Sue Ann was copy editor for our high school yearbook, the Robin, for 1971, her senior year. I was the only sophomore on the annual staff. That was a violation of longstanding tradition. They were shorthanded for the Academics Section due to illness. I had submitted a number of poems for the book that demonstrated my talent. I started writing secretly, submitting articles through Sue Ann. A couple of months in, I was publicly accepted, when we had to start doing all-nighters to meet deadlines. Sue Ann was a tough editor. Articles had to be brief, yet packed with stories that would be understandable decades later. She and Janice Eisenhart, editor-in-chief, and Helen Olsen, our adviser, wanted a book that was to be a true time capsule;  a reference students and others would be able to read years and decades later and get an accurate picture of the year at RHS. We all worked extremely hard to make that happen. This was before personal computers or word processors.
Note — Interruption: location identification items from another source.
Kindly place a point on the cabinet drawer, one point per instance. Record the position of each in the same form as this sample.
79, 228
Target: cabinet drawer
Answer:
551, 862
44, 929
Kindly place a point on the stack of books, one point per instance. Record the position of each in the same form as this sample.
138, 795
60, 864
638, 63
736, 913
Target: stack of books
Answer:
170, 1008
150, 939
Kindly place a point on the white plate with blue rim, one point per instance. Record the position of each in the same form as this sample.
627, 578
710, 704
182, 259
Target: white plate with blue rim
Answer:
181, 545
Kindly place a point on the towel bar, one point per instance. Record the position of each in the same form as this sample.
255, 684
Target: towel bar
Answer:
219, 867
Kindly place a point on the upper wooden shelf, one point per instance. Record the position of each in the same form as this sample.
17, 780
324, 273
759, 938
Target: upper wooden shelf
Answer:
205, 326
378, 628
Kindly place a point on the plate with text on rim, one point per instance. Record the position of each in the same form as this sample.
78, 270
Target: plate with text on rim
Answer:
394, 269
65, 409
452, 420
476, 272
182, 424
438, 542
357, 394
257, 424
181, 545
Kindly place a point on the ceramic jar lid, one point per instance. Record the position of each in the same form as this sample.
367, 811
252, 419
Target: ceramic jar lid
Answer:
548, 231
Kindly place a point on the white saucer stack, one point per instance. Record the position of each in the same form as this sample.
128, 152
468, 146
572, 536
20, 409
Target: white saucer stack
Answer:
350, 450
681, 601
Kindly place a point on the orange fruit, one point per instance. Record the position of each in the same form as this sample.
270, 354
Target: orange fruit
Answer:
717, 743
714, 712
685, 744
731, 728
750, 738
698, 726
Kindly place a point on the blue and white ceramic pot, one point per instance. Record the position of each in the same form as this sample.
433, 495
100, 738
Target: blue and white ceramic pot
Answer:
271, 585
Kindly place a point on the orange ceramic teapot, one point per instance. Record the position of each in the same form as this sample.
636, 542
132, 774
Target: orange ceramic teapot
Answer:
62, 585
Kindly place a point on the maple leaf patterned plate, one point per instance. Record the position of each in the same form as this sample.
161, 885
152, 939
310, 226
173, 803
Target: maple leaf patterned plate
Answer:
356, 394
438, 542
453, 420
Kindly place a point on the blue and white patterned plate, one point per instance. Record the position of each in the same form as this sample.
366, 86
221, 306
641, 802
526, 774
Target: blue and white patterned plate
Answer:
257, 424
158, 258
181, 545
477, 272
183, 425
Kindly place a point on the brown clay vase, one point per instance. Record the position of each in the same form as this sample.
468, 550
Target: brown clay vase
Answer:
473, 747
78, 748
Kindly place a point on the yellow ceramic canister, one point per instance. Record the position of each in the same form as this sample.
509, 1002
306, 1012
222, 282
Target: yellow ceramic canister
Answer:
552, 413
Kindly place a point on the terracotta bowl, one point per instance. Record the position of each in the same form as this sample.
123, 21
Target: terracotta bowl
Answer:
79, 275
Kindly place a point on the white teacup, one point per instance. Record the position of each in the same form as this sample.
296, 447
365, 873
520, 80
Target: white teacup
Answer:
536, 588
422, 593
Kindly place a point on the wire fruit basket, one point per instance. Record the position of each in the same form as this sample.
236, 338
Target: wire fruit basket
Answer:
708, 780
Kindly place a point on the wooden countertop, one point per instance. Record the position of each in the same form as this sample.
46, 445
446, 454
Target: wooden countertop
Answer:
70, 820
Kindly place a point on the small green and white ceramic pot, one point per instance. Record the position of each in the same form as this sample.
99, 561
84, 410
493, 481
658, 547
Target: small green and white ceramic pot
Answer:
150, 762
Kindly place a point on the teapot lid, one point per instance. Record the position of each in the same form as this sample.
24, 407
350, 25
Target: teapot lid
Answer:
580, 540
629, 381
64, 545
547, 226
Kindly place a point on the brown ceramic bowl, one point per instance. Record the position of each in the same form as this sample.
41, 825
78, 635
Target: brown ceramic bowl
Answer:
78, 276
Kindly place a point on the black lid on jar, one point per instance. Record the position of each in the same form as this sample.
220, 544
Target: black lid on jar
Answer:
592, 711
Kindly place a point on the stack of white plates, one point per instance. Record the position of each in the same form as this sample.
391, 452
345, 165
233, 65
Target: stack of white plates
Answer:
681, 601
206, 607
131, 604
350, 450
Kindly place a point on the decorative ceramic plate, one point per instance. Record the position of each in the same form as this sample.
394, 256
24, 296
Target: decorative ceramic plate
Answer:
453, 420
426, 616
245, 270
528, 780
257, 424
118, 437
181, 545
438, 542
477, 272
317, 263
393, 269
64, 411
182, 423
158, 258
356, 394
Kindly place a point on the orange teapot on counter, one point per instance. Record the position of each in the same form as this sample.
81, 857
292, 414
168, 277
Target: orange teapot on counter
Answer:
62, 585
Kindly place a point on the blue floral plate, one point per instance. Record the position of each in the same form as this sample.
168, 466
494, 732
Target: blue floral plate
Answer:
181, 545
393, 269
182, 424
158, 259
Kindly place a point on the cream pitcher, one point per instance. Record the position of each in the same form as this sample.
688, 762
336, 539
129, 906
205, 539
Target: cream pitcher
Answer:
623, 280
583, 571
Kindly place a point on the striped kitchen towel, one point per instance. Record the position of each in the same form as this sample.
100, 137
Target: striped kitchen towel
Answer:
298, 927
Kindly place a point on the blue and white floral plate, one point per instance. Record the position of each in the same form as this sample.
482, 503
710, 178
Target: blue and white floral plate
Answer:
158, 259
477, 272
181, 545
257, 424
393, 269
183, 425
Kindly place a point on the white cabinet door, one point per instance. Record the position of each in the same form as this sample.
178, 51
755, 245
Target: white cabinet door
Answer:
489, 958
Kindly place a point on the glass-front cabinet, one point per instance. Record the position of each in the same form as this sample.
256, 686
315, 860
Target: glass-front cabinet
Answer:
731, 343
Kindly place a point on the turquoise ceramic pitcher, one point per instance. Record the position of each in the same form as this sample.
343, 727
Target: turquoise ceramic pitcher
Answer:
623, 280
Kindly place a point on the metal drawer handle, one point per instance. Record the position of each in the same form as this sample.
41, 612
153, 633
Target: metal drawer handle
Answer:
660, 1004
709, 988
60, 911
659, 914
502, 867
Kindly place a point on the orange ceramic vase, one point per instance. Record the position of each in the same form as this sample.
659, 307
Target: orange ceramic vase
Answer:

We had to manually print on the layout grids each character of text, accounting for exact pica widths and justification. Then we would ship sections of the book off to the publisher at a time and wait to see how it looked. This painting is of my sister taking her first look at the finished book, the night before it was to be distributed at RHS.

The book won national awards. It received mixed reviews at school. That was OK. We expected that. It was not the usual, school spirit, jock centered, kitschy review of the year. There are no inside jokes or private messages. Forty-five years later, it reads well, and its style does not seem dated. This was a proud moment for Sue Ann, and no small accomplishment.

Sue Ann went on to Concordia College, Moorehead, MN, for a year, then continued at Augsburg in Minneapolis. She had taught me to write, and to be a ruthless self-editor. While at Augsburg, she lived at home. I ended up typing her English Lit. papers, in the wee hours of the morning. I became her editor. Her English prof. was my British Lit. teacher’s husband. They compared notes. One day, Mrs. Wood asked me if Sue Ann helped me with my papers. I told her No, but that I edited hers. However, Sue Ann had taught me how to write, so our styles were indistinguishable. She shared this with Prof. Wood, and reported back that they had a good chuckle over their Chardonnay.

This is in my suicide series of paintings. Sue Ann had started drinking regularly, as well as using various recreational drugs, while at Concordia. Both of our parents and three of our grandparents were alcoholic. Sue Ann got married, had three kids, was a paralegal, then an accountant. She decided to try to do an intervention on our dad to get him treatment for his alcoholism. That’s when she confronted her own. She went into treatment. She and her husband joined AA. She was after everyone to join AA. At some point, in her 40s, she became addicted to gambling. She ended up squandering the family’s resources, and had just separated from her husband and moved into an apartment on her own when she took her own life with a drug cocktail. She was about to be confronted by her boss for embezzling money from his companies. It was November 29, 2000. She was 47.

She had been a great mom. The great irony here is that she and I were the main, informal suicide hotline counselors when we were in junior and senior high.

Painting is 12″x12″ acrylic on stretched canvas.